Coronary artery disease (CAD) is IHD due to atherosclerosis of a coronary artery.
1. Classification of CAD:
1) Stable CAD:
a) Stable angina pectoris.
b) Microvascular angina (syndrome X).
c) Angina associated with myocardial bridging of coronary arteries.
d) Vasospastic angina (Prinzmetal variant angina).
2) Acute coronary syndromes (ACSs).
2. ACS classification based on initial electrocardiography (ECG) findings:
1) Non–ST-segment elevation ACS.
2) ST-segment elevation ACS.
3. Classification of ACS based on clinical manifestations, biochemical markers of myocardial necrosis, and ECG:
1) Unstable angina (UA).
2) Non–ST-segment elevation myocardial infarction (NSTEMI).

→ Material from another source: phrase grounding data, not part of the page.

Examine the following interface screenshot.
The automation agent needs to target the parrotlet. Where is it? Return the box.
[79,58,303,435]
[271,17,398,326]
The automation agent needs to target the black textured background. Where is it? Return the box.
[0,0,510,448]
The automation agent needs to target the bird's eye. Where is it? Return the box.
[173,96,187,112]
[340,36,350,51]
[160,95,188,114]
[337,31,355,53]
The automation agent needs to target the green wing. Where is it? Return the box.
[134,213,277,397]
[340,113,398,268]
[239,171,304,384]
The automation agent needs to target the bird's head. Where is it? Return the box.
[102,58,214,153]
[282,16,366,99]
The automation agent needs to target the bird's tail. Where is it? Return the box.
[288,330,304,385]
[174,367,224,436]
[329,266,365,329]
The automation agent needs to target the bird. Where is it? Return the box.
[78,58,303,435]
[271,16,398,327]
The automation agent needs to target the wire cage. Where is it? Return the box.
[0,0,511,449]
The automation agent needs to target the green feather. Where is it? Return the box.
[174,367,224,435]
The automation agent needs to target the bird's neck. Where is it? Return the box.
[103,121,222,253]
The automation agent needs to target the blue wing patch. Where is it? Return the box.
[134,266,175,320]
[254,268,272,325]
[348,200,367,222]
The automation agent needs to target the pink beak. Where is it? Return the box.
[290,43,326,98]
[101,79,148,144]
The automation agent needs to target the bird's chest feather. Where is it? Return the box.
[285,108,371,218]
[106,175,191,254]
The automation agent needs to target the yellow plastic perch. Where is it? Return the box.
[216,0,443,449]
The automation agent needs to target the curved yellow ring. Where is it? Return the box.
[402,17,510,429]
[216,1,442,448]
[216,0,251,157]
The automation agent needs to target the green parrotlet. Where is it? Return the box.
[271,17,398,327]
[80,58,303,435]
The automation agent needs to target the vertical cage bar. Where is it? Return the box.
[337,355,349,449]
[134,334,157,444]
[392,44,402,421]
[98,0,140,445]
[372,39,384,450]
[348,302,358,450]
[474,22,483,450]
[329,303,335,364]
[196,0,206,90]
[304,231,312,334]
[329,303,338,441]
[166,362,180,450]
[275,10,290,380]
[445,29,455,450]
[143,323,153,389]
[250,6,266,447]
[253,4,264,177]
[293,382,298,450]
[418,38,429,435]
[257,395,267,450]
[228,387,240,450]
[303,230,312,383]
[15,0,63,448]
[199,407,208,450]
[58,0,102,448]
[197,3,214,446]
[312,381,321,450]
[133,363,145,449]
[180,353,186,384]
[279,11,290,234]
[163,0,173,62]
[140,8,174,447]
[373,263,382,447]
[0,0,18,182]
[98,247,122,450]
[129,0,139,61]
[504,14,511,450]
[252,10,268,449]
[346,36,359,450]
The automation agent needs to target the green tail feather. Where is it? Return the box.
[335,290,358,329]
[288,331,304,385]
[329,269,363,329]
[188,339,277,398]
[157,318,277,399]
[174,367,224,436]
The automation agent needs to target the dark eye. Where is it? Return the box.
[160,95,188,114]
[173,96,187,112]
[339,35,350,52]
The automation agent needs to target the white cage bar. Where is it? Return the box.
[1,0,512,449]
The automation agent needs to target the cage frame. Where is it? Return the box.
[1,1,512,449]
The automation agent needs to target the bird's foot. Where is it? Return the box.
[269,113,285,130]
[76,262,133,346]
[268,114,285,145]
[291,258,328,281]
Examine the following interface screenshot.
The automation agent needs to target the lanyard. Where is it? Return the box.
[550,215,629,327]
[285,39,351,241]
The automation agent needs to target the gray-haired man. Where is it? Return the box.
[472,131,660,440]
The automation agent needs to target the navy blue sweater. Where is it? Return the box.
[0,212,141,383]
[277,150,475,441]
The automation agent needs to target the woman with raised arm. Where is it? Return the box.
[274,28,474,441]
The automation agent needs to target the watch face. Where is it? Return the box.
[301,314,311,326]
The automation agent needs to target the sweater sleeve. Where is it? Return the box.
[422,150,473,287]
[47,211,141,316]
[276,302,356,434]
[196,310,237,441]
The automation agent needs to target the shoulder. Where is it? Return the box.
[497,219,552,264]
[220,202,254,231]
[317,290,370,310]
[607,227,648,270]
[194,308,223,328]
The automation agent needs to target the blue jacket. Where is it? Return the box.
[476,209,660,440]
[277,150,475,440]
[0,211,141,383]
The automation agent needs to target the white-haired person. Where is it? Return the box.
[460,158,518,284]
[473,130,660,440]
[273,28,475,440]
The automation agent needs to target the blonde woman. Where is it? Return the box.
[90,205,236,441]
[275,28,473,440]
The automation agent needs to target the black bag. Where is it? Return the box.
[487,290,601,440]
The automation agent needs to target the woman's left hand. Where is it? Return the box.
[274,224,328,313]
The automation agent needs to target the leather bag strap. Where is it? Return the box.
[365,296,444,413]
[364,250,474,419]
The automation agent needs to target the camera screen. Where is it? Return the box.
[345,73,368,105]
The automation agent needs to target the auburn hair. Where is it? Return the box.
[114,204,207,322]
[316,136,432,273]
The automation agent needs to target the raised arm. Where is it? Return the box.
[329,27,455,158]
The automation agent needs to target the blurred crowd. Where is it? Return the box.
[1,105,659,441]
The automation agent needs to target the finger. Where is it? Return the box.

3) ST-segment elevation myocardial infarction (STEMI).
4) Unspecified myocardial infarction (MI). ECG abnormalities that do not allow an unequivocal diagnosis of ST-segment elevation: left bundle branch block (LBBB) (acute or preexisting), pacemaker rhythm, or infarction diagnosed on the basis of clinical and biochemical criteria, where an ECG was performed >24 hours after the onset of symptoms.
5) Sudden cardiac death.
4. Classification of MI based on the evolution of ECG features:
1) Q-wave MI.
2) Non–Q-wave MI.
Etiology and Pathogenesis Top
1. Etiology of IHD:
1) Most commonly, IHD is due to coronary atherosclerosis.
2) Less commonly, IHD is due to coronary artery spasm (Prinzmetal variant angina, illicit drug use [eg, cocaine], or discontinuation of nitrates), coronary artery embolism, vasculitis of the coronary arteries, metabolic disorders affecting the coronary arteries, anatomical defects of the coronary arteries, coronary artery injury, arterial thrombosis due to disorders of hemostasis, reduced oxygen supply in relation to demand (aortic stenosis or regurgitation, hypertrophic cardiomyopathy, carbon monoxide poisoning, decompensated thyrotoxicosis, long-standing hypotension, anemia, myocardial bridging), or aortic dissection.
2. Etiology of stable angina pectoris: Stable angina pectoris is usually due to occlusion of an epicardial coronary artery by an atherosclerotic plaque.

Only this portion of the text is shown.